Une amende de 5.000 euros requise à l’encontre de l’organisateur d’une messe en hommage à Philippe Pétain en novembre dernier, poursuivi pour "contestation publique de crime contre l’humanité"

Une amende de 5.000 euros a été requise mercredi à Verdun à l’encontre de l’organisateur d’une messe en hommage à Philippe Pétain, poursuivi pour « contestation publique de crime contre l’humanité » pour avoir affirmé que le chef du régime de Vichy avait « sauvé » des juifs. À l’issue des débats, le tribunal correctionnel a mis sa décision en délibéré au 20 mai, à 14 heures.

À la barre, Jacques Boncompain, président de l’Association pour défendre la mémoire du Maréchal Pétain (ADMP), a insisté sur l’aspect selon lui « insupportable » de cette convocation. « Rendez-moi mon honneur! », a lancé aux juges le prévenu de 84 ans aux cheveux blancs.

Le 15 novembre, à la sortie d’une messe qu’il avait organisée en hommage au maréchal Pétain dans une église de Verdun, il l’avait qualifié de « plus grand serviteur de la France du XXe siècle ».

L’événement avait réuni une centaine de manifestants venus s’opposer à cet hommage, ainsi que de nombreux journalistes dont les caméras avaient enregistré les propos litigieux. Pendant la Seconde guerre mondiale, Pétain « a sauvé, devant témoins je peux le dire, au moins 700.000 juifs », avait ainsi déclaré le vieil homme, selon une vidéo mise en ligne par le journal L’Est républicain.

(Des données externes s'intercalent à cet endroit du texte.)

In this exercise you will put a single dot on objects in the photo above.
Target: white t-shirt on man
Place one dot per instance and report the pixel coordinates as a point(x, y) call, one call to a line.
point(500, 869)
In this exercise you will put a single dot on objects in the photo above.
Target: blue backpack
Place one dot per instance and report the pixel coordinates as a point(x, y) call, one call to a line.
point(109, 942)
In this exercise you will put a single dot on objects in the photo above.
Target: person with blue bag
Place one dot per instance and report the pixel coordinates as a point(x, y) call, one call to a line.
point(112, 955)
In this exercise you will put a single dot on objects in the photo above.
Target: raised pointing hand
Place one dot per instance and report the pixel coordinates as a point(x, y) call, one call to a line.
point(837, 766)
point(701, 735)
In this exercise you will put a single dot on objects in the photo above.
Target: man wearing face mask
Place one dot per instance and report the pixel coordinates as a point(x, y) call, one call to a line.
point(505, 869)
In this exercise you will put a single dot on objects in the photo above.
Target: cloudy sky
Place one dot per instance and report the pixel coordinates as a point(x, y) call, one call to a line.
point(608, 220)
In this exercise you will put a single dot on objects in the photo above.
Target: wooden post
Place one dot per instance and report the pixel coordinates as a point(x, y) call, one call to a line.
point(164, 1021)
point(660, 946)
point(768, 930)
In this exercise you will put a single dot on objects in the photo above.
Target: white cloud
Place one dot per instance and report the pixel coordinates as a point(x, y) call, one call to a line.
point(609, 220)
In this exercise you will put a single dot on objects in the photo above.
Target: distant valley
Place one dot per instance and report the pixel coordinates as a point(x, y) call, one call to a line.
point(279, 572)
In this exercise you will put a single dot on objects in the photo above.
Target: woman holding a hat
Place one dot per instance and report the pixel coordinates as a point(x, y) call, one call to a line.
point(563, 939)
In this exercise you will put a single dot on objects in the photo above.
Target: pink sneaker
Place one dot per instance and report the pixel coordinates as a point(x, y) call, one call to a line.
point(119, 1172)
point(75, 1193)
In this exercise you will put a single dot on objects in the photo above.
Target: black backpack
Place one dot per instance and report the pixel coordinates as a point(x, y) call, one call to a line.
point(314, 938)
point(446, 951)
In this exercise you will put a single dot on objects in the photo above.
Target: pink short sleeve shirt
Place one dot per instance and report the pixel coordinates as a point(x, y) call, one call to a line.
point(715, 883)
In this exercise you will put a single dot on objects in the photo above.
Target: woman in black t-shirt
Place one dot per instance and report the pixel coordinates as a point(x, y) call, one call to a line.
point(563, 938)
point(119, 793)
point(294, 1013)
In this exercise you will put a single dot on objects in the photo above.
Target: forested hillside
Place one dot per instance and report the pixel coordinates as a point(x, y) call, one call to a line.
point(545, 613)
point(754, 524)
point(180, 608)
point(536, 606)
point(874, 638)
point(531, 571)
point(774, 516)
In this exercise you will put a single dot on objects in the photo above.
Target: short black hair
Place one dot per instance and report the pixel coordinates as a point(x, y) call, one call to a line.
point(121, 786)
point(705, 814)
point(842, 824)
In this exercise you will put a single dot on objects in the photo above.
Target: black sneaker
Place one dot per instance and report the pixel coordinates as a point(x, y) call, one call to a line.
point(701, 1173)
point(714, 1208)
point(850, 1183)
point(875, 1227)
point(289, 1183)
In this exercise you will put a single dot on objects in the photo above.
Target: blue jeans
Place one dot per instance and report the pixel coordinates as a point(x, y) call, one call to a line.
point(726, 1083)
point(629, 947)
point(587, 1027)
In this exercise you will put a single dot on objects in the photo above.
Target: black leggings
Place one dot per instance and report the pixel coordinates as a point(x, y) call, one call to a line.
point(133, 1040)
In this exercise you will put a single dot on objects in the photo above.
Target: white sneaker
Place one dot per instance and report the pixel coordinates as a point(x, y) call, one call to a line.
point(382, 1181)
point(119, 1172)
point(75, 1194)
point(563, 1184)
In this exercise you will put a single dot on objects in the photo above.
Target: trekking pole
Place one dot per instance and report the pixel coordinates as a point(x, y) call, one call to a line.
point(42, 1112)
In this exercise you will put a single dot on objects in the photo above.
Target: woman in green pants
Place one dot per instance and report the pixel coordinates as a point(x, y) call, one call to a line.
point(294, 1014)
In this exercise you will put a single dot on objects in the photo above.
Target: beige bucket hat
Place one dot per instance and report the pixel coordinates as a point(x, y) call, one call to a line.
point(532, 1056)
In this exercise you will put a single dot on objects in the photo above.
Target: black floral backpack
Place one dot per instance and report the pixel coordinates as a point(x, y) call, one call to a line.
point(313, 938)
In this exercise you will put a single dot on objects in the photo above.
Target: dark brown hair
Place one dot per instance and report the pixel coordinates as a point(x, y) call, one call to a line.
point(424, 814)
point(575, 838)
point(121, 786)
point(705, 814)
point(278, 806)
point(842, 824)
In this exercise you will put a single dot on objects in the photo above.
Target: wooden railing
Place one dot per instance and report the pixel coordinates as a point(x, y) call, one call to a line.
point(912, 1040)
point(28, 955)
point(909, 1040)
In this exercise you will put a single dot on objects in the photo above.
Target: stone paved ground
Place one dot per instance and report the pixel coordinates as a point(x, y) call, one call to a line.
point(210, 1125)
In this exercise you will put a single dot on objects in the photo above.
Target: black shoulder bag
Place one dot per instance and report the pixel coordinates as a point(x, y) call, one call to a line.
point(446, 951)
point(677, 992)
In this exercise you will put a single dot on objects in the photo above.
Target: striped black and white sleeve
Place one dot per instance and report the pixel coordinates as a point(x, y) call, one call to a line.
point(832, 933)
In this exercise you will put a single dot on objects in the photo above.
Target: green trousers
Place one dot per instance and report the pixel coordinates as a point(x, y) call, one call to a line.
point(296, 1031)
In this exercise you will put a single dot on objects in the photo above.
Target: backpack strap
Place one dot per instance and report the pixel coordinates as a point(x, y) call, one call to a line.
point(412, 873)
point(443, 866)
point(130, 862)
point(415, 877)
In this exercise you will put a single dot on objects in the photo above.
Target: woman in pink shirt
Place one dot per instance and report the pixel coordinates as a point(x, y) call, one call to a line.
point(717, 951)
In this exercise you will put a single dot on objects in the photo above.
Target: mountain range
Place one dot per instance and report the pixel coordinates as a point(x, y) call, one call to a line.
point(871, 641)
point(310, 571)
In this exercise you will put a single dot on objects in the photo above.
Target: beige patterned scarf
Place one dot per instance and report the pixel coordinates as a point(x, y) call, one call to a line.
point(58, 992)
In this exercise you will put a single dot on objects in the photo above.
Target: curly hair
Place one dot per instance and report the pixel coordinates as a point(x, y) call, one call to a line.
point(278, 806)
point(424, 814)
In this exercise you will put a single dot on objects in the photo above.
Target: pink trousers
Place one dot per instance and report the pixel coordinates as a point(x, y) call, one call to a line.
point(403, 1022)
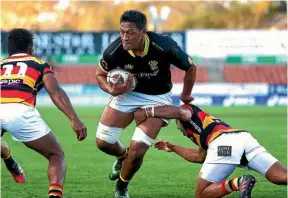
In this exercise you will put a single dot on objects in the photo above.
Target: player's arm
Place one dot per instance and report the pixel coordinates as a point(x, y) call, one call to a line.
point(101, 78)
point(62, 101)
point(165, 112)
point(180, 59)
point(189, 154)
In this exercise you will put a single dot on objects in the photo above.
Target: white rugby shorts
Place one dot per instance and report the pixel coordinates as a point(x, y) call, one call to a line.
point(23, 122)
point(131, 101)
point(217, 167)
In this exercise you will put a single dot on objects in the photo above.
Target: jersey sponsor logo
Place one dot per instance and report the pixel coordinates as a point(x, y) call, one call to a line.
point(129, 67)
point(153, 65)
point(190, 61)
point(224, 151)
point(147, 75)
point(104, 64)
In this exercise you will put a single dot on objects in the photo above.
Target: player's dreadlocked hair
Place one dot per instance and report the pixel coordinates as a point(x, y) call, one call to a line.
point(19, 41)
point(134, 16)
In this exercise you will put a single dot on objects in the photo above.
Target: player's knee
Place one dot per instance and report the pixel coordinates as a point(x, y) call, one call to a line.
point(136, 153)
point(106, 135)
point(277, 174)
point(280, 179)
point(101, 144)
point(141, 137)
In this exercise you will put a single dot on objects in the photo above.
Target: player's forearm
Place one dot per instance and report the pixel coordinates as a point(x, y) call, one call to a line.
point(102, 82)
point(169, 112)
point(189, 154)
point(189, 80)
point(62, 101)
point(166, 112)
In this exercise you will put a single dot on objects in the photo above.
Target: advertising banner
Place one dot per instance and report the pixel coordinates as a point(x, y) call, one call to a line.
point(221, 43)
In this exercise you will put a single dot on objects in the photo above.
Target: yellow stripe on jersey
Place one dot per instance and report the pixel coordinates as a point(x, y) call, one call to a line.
point(217, 133)
point(14, 100)
point(22, 59)
point(208, 120)
point(26, 79)
point(197, 138)
point(146, 48)
point(102, 68)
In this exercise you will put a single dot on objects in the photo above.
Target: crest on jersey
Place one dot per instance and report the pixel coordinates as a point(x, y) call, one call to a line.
point(190, 61)
point(129, 67)
point(153, 65)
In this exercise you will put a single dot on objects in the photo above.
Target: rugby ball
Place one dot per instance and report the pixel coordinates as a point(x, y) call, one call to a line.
point(114, 74)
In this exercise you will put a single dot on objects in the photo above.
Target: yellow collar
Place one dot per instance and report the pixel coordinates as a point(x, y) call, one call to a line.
point(146, 48)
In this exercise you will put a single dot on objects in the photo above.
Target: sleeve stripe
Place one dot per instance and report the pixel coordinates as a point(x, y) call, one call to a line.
point(102, 68)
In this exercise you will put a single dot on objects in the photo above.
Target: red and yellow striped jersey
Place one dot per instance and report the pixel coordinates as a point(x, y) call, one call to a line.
point(203, 128)
point(21, 78)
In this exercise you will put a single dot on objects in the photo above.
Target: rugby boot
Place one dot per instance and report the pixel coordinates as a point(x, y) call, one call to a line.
point(246, 185)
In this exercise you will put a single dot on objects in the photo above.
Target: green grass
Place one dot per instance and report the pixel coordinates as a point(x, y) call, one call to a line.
point(162, 174)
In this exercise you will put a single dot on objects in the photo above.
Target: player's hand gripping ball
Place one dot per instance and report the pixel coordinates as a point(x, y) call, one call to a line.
point(121, 76)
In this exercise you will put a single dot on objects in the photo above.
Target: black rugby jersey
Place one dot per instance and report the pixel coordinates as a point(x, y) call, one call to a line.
point(203, 128)
point(152, 70)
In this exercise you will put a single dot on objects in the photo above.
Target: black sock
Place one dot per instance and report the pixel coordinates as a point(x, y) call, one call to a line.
point(121, 185)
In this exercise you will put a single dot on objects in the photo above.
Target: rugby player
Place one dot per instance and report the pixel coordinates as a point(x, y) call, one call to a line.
point(12, 166)
point(221, 149)
point(148, 57)
point(22, 77)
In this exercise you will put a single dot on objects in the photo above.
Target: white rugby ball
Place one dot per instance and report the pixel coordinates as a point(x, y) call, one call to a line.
point(113, 75)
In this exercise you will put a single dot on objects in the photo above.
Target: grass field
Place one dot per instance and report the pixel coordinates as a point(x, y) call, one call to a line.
point(162, 174)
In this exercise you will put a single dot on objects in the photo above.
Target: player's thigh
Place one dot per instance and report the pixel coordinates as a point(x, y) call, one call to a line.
point(114, 118)
point(24, 123)
point(277, 174)
point(151, 126)
point(46, 146)
point(216, 172)
point(144, 136)
point(263, 163)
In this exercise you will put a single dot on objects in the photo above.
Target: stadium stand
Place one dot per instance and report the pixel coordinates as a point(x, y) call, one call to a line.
point(261, 73)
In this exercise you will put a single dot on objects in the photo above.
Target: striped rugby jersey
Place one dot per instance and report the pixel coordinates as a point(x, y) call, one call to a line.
point(21, 78)
point(203, 128)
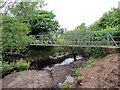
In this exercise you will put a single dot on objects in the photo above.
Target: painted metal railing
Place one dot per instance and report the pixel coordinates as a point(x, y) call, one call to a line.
point(109, 39)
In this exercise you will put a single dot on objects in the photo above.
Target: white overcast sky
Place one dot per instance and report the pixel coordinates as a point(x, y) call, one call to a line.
point(71, 13)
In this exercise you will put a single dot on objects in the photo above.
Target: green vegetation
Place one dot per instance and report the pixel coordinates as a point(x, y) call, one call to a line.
point(19, 64)
point(65, 85)
point(22, 20)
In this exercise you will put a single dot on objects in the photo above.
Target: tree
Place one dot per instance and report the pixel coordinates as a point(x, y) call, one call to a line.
point(42, 22)
point(109, 19)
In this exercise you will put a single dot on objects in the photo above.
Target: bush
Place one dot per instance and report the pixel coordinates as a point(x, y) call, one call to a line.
point(22, 64)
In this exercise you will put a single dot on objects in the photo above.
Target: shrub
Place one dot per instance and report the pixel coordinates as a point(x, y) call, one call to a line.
point(22, 64)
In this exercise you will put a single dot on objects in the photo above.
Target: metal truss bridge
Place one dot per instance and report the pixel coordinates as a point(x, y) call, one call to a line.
point(109, 39)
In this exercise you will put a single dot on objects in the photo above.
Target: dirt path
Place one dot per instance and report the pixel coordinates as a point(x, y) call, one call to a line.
point(102, 74)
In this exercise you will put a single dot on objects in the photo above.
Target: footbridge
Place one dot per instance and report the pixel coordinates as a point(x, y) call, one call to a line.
point(109, 39)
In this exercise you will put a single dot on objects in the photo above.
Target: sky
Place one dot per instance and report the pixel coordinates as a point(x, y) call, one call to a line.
point(71, 13)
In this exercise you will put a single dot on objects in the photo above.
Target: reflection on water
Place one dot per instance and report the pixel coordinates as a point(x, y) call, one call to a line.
point(66, 61)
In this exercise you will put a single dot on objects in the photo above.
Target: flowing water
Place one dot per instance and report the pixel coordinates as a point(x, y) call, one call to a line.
point(66, 61)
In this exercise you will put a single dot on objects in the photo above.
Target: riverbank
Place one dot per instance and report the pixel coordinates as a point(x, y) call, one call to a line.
point(103, 73)
point(40, 78)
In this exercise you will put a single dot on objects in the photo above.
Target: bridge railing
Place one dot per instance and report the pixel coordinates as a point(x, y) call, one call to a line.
point(111, 38)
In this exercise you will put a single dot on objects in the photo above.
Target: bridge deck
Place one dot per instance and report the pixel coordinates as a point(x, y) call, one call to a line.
point(74, 45)
point(109, 39)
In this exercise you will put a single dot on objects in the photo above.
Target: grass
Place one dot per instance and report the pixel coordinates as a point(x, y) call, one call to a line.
point(65, 85)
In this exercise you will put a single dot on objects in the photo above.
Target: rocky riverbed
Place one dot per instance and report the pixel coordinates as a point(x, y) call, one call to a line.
point(40, 78)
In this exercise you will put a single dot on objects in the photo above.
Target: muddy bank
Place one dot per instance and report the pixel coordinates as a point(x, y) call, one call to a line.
point(40, 64)
point(104, 73)
point(40, 78)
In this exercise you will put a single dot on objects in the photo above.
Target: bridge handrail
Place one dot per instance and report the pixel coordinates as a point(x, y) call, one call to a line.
point(79, 33)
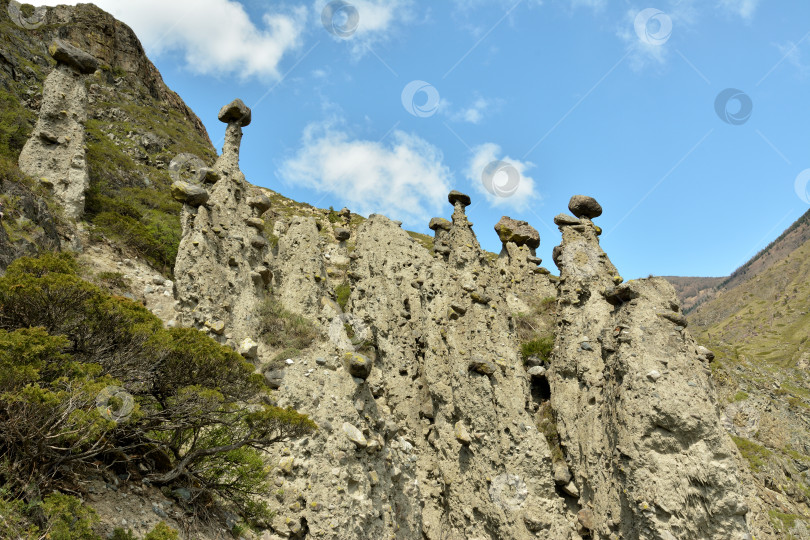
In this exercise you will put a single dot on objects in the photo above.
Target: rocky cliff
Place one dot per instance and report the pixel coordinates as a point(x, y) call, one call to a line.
point(440, 413)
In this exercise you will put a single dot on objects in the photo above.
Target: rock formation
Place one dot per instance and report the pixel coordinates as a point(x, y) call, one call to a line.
point(221, 272)
point(428, 416)
point(55, 153)
point(634, 404)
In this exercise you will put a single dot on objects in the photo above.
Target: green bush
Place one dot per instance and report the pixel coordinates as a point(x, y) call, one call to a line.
point(197, 417)
point(283, 329)
point(68, 518)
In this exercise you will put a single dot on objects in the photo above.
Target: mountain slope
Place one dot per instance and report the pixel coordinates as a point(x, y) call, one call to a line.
point(758, 323)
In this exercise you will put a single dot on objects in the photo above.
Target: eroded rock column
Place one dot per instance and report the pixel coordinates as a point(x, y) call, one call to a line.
point(634, 403)
point(222, 269)
point(55, 153)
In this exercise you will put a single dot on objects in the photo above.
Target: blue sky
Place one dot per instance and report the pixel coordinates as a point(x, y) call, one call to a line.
point(614, 99)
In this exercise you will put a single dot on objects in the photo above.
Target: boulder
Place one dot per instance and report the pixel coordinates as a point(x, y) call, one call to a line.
point(439, 223)
point(235, 111)
point(584, 206)
point(517, 232)
point(67, 54)
point(189, 194)
point(260, 202)
point(562, 220)
point(357, 365)
point(249, 348)
point(342, 234)
point(458, 197)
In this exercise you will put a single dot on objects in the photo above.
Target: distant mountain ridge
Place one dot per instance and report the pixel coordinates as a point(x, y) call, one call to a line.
point(694, 291)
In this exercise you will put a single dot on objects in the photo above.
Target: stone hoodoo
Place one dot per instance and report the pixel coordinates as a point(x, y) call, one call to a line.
point(517, 261)
point(223, 263)
point(634, 403)
point(55, 153)
point(436, 439)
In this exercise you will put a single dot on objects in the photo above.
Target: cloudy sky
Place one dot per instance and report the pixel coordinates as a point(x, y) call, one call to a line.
point(688, 120)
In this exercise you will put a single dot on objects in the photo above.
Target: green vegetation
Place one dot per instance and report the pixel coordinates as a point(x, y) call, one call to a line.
point(540, 348)
point(535, 329)
point(756, 455)
point(284, 329)
point(86, 377)
point(114, 281)
point(57, 516)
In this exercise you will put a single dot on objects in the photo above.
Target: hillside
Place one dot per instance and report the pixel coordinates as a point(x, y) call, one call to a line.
point(188, 355)
point(693, 290)
point(757, 324)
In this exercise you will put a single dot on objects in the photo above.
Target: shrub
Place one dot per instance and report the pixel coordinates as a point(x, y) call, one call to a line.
point(281, 328)
point(197, 417)
point(538, 347)
point(68, 518)
point(161, 531)
point(342, 293)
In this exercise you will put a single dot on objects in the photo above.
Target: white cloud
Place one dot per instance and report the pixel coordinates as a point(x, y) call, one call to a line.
point(404, 179)
point(214, 36)
point(474, 113)
point(377, 21)
point(525, 192)
point(743, 8)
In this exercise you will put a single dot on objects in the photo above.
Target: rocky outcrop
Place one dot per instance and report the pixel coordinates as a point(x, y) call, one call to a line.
point(222, 271)
point(55, 153)
point(518, 265)
point(634, 404)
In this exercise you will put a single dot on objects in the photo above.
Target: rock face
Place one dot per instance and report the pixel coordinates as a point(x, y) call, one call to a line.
point(517, 232)
point(430, 447)
point(55, 153)
point(222, 268)
point(635, 408)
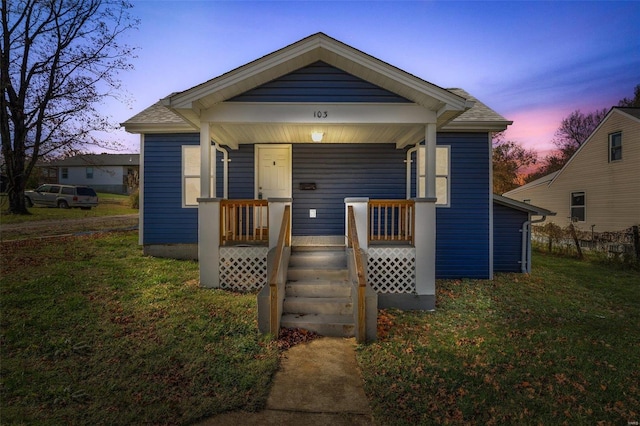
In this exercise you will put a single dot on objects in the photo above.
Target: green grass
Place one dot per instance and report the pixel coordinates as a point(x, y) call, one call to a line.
point(561, 346)
point(109, 205)
point(93, 332)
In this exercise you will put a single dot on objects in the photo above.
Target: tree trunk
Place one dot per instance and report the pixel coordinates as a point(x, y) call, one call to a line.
point(574, 235)
point(636, 241)
point(17, 183)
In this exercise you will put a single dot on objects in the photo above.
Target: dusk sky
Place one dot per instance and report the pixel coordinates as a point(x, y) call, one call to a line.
point(533, 62)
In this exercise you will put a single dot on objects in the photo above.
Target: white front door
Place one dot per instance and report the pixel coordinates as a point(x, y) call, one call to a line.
point(273, 171)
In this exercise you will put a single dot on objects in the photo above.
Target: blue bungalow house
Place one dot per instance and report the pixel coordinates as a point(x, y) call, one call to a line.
point(312, 145)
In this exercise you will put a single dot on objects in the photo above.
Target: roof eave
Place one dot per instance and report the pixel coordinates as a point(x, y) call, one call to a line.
point(529, 208)
point(478, 126)
point(157, 127)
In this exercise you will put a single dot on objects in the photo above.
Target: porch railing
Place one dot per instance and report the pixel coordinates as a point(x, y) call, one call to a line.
point(352, 236)
point(392, 221)
point(283, 241)
point(244, 221)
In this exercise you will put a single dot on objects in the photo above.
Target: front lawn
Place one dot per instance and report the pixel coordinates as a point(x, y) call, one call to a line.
point(561, 346)
point(93, 332)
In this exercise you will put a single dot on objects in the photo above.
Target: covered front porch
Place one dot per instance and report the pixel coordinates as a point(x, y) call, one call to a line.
point(246, 245)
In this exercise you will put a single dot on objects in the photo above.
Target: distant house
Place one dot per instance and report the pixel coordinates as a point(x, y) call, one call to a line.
point(599, 187)
point(113, 173)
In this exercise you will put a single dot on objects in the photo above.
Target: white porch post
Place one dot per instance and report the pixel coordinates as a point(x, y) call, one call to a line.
point(430, 142)
point(276, 211)
point(209, 241)
point(207, 167)
point(425, 242)
point(360, 206)
point(208, 215)
point(425, 216)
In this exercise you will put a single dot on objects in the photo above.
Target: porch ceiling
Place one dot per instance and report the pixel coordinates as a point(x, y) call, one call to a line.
point(399, 134)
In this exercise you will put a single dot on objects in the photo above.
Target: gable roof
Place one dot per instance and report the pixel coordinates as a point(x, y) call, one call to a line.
point(631, 113)
point(320, 47)
point(455, 108)
point(98, 160)
point(625, 111)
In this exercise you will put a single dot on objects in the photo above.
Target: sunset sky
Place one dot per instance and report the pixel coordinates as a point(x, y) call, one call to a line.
point(533, 62)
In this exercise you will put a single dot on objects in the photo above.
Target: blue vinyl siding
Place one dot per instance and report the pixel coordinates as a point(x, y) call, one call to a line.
point(165, 220)
point(507, 238)
point(462, 230)
point(241, 173)
point(319, 82)
point(339, 171)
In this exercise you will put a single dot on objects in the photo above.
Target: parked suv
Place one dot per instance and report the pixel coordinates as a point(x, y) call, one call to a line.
point(62, 196)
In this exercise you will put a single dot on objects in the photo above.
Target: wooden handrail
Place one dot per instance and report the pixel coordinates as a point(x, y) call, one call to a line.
point(392, 220)
point(354, 243)
point(244, 221)
point(283, 241)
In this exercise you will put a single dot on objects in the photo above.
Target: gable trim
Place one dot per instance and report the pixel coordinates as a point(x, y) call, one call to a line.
point(305, 52)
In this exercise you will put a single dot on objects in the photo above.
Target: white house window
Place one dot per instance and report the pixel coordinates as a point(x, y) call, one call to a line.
point(442, 174)
point(191, 174)
point(578, 206)
point(615, 146)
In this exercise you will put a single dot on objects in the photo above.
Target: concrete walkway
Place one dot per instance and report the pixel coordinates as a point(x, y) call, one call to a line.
point(319, 383)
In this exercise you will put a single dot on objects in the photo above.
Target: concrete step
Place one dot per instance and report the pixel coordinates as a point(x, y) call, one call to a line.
point(323, 247)
point(318, 305)
point(303, 273)
point(319, 259)
point(318, 288)
point(325, 325)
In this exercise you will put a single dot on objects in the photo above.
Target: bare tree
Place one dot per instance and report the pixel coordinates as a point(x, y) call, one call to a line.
point(631, 102)
point(59, 60)
point(575, 129)
point(510, 162)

Fustigeant une « forme de négationnisme et de révisionnisme historique et judiciaire », la procureure de la République Delphine Moncuit a estimé que M. Boncompain avait voulu remettre en cause une « vérité historique et juridique établie » afin d’« exonérer le régime de Vichy » de son rôle dans la déportation des juifs de France.

Compte-tenu du casier judiciaire vierge du prévenu, de son grand âge, de ses problèmes de santé et d’une expertise psychiatrique ayant montré une « altération de son discernement », elle a requis 5.000 euros d’amende.

Pendant quatre heures, de nombreux débats historiques ont retenti au sein de la salle d’audience baptisée Georges Blume, du nom d’un greffier né à Verdun et mort déporté en 1944, comme l’a soulevé dans sa plaidoirie Me Julien Bensimhon, avocat de la Licra et de l’Observatoire juif de France.